I did once have a highly suspicious landowner quiz me deeply as to what I though I was doing surveying his private land. I think I know what made him suspicious: as he left, he pointed to the horizon in a direction perpendicular to where my camera was pointing and harumphed "The sunset's over there!"
Mike, with this post and the last, I see a long retirement bimbling around at Hedge End in your future.
Struan,
Funnily enough, I was thinking of getting a hi-viz vest made with "OFFICIAL PHOTOGRAPHER" printed on the back, for that very reason.
I'd never come across "bimbling" before -- probably the best available English translation of "dérive". In "our" part of Wales, there's a hill called The Wimble. Now we can go for a bimble on the Wimble!
In my immediate future I have an expenses-paid project in Austria coming up on the back of an exhibition, which is both exciting and terrifying. It's one thing "bimbling" in familiar territory, quite another to parachute in to somewhere very different and hope for results...
Mike
Struan,
The opposite also works: when I'm photographing something I possibly shouldn't I use my iPhone as nobody views it with suspicion.
Huw
I see the OED is looking for clues as to the origin of 'bimble'. I picked it up during a gap year in the marines, immediately post-Falklands. My impression was that it went back before that, but rather like 'yomp' it became more popular during the campaign.
It's almost onomatopoeic, in that people have always grasp what it means. I like the fact that it is a countryside word - bimbling round the wilderness *has* to be ironic, and you can't really bimble in built up areas, although suburban bimbling is allowable.
My advice on the vest is something vaguer, like 'STAFF', 'CREW', or 'BIOHAZARD UNIT'. Something that makes the jobsworths less certain what your paperwork should say.
Huw: I do the same, but if you think about it, that's entirely bass ackwards. It takes me at least six months to get from exposure to scan, and usually much longer. A selfie is halfway round the world garnering likes before sheet film has got its boots on.
You folks might like this: http://languagelog.ldc.upenn.edu/nll/?p=11205
Struan,
I had no idea you could spend a gap year in the marines... Wasted mine teaching remedial English in a Catholic comprehensive and picking razor blades out of the clay bin.
I think "SANITATION SERVICES" is more my style. Or maybe "L.H.O.O.Q."...

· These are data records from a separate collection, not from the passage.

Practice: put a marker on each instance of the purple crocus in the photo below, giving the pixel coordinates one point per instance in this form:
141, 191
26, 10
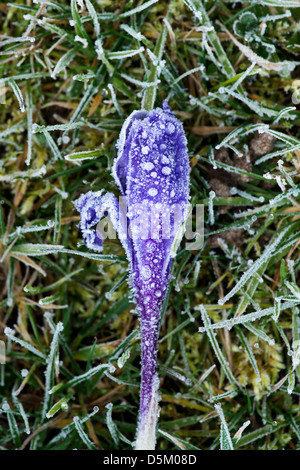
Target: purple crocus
152, 173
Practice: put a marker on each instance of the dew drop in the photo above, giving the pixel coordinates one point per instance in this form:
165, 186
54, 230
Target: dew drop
152, 192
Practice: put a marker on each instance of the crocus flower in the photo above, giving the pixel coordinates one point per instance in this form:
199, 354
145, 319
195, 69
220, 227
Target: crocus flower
152, 173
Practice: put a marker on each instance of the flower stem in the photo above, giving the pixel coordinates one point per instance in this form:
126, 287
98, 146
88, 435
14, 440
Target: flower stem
149, 409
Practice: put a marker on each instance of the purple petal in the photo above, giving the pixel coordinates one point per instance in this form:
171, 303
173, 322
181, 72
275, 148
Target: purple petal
152, 170
92, 207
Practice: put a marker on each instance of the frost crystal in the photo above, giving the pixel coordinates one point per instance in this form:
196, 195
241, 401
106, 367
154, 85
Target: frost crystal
154, 205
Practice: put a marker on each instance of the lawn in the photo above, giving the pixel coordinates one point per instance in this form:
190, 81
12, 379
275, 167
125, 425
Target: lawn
71, 72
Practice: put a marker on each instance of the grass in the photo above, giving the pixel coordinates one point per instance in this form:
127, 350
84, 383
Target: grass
229, 344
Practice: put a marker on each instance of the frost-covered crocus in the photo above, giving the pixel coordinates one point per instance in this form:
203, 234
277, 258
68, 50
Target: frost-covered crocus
152, 173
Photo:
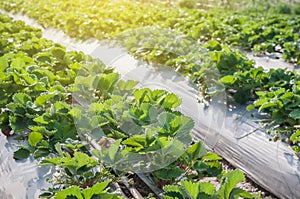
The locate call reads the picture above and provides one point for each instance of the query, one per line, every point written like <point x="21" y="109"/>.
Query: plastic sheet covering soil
<point x="227" y="131"/>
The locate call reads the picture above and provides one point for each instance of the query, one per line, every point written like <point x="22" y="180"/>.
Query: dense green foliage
<point x="43" y="89"/>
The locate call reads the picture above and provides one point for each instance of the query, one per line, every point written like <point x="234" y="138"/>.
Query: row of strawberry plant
<point x="43" y="92"/>
<point x="253" y="31"/>
<point x="205" y="59"/>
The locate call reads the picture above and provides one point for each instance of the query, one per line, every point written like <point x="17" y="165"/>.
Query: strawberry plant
<point x="190" y="189"/>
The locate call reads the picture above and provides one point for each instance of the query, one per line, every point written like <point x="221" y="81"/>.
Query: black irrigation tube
<point x="242" y="142"/>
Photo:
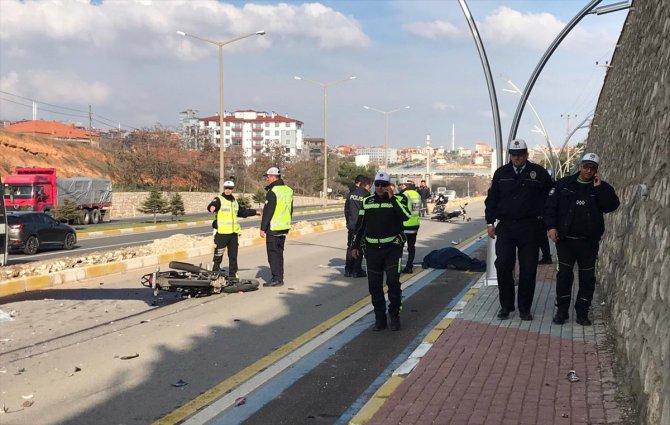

Yes, I saw that "selfie" post on Language Hat (no relation). I like the idea of not being aware you have approached a linguist. Reminds me of a similar anecdote where Richard Avedon is handed a camera in the street in New York and asked to take a couple's portrait...
Mike
There's drama in that crazed and scratched perspex, but I've no idea how to begin saying why. I'm particularly drawn to the stress patterns in the lower right quadrant where I'd guess it has been kicked or suffered some other trauma with a blunt instrument, as the TV pathologist invariably reports.
I bet, though of course only figuratively, that the mathematics of them is similar to those of an interference pattern like Newton's Rings.
Andy,
A well-battered phone kiosk (you have to get inside) is a reliable source of the sort of systematic randomness I like, especially when there's an arms race between fly-posters and poster-removers.
I haven't seen anyone use any of our campus kiosks as a phone in years.
Mike
Talking of well-battered phone boxes, the first time I visited Southend I saw a man having a fight with a phone box and, I think, losing.
Huw
Andrew, you'd lose the bet. Stress patterns in plastics come about because the stress changes the refractive index. Newton's rings occur when you try to fit light into spaces smaller than the wavelength.
Both are wave phenomena, but one is about matching the physical peaks and troughs of the wave, the other is how the 'inertia' of a material affects the speed the wave travels at.
Sixth formers can analyse Newton's rings. Most undergraduates struggle with the maths and concepts required for stress birefringence.
Struan, it's a good job that, unlike Steven Hawking, I'm not a betting man. But thanks for the insight into the physics. At least I'd got it as a wave phenomenon.